Another empty zombie that wine writers keep feeding brains to is the “wine writing is dead” theme. In fact, I do have some sympathy for the writers who are making column-inches by repeating this theme — but how many more articles do we have to endure on this topic? I don’t happen to agree that writing itself is dead, but I will admit I think that maybe the demands for content have caused some writers to at least go a bit numb from the shoulders up.

Attempting Originality While Constrained By Cliché

I could go on listing the lame story lines wine writers are subjecting readers to (um… “natural” wine, anyone?), but I’m starting to bore myself — and by now I’m sure all three of my regular readers are sick of what probably seems like kvetching. But the direction I’m going with this is not complaint. This is a pep talk — one I often give to myself.

As a winegrower, I have a deep understanding of the demands of repetition in practice, and of the emotional toll that this can take on the creative mind. Every year I do more or less the same things in the vineyard and the winery, somewhat constrained by caution and tradition. It can be frustrating. I remind myself of the wise words of Judy Rodgers, who came out of Alice Waters’ kitchen to open Zuni Café: “You’re better off making the same recipe six times than constantly trying new ones. You’ll do it differently each time, and probably make it better.” So yes I’m doing the same thing over and over while at the same time working to perfect it — like a golf swing.

At the same time, I am always on guard that while I’m busy “doing it differently each time” any changes I make are thought through and warranted. Nothing should be attempted just for the sake of doing something different. It is possible to confuse novelty with originality, but nobody worth your effort is fooled.

“The most damning revelation you can make about yourself is that you do not know what is interesting and what is not.” — Kurt Vonnegut

By statistical definition, half of the winegrowers in the world are below average.
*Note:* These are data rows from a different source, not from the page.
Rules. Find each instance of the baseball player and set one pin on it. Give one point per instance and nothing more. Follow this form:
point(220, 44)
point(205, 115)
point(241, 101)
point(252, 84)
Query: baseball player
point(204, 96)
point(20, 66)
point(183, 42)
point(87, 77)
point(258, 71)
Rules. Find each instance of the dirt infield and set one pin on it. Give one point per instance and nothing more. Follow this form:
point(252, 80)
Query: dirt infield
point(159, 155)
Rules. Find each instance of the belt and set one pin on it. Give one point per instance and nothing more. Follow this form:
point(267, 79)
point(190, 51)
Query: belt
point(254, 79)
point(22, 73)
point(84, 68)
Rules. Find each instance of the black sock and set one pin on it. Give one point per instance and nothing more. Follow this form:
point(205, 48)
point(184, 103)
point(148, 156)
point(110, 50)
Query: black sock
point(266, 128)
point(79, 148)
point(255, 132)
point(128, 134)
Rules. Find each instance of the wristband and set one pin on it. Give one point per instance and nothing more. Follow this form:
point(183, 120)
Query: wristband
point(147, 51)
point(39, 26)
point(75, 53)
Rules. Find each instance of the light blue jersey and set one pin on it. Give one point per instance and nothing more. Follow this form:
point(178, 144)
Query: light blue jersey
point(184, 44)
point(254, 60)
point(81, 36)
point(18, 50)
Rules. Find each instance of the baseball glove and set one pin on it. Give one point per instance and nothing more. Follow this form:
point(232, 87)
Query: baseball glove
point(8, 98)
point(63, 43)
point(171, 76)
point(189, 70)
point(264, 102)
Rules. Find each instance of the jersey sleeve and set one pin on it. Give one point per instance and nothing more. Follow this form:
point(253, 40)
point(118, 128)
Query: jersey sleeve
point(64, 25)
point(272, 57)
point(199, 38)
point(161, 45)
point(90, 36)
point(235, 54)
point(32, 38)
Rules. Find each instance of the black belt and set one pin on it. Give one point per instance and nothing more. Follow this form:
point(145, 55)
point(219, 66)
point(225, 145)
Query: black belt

The same is true of wine writers. However, a strong institutional memory in winegrowing assures that the average is always improving. Does the same sort of institutional memory exist in the world of wine writing? From my perspective I see no evidence that there does.

In all honesty when I read much of what shows up in wine media today what I see is a cry for help:

“I was much further out than you thought
And not waving but drowning.” – Stevie Smith

So you writers get out there and do better! Stop playing the “write-by-numbers” game. You may write something you regret, but write so that you have actually chosen what to regret. At least for the first draft, “[w]rite like no-one will ever read what you’re doing.”

Otherwise, nobody will read what you are doing.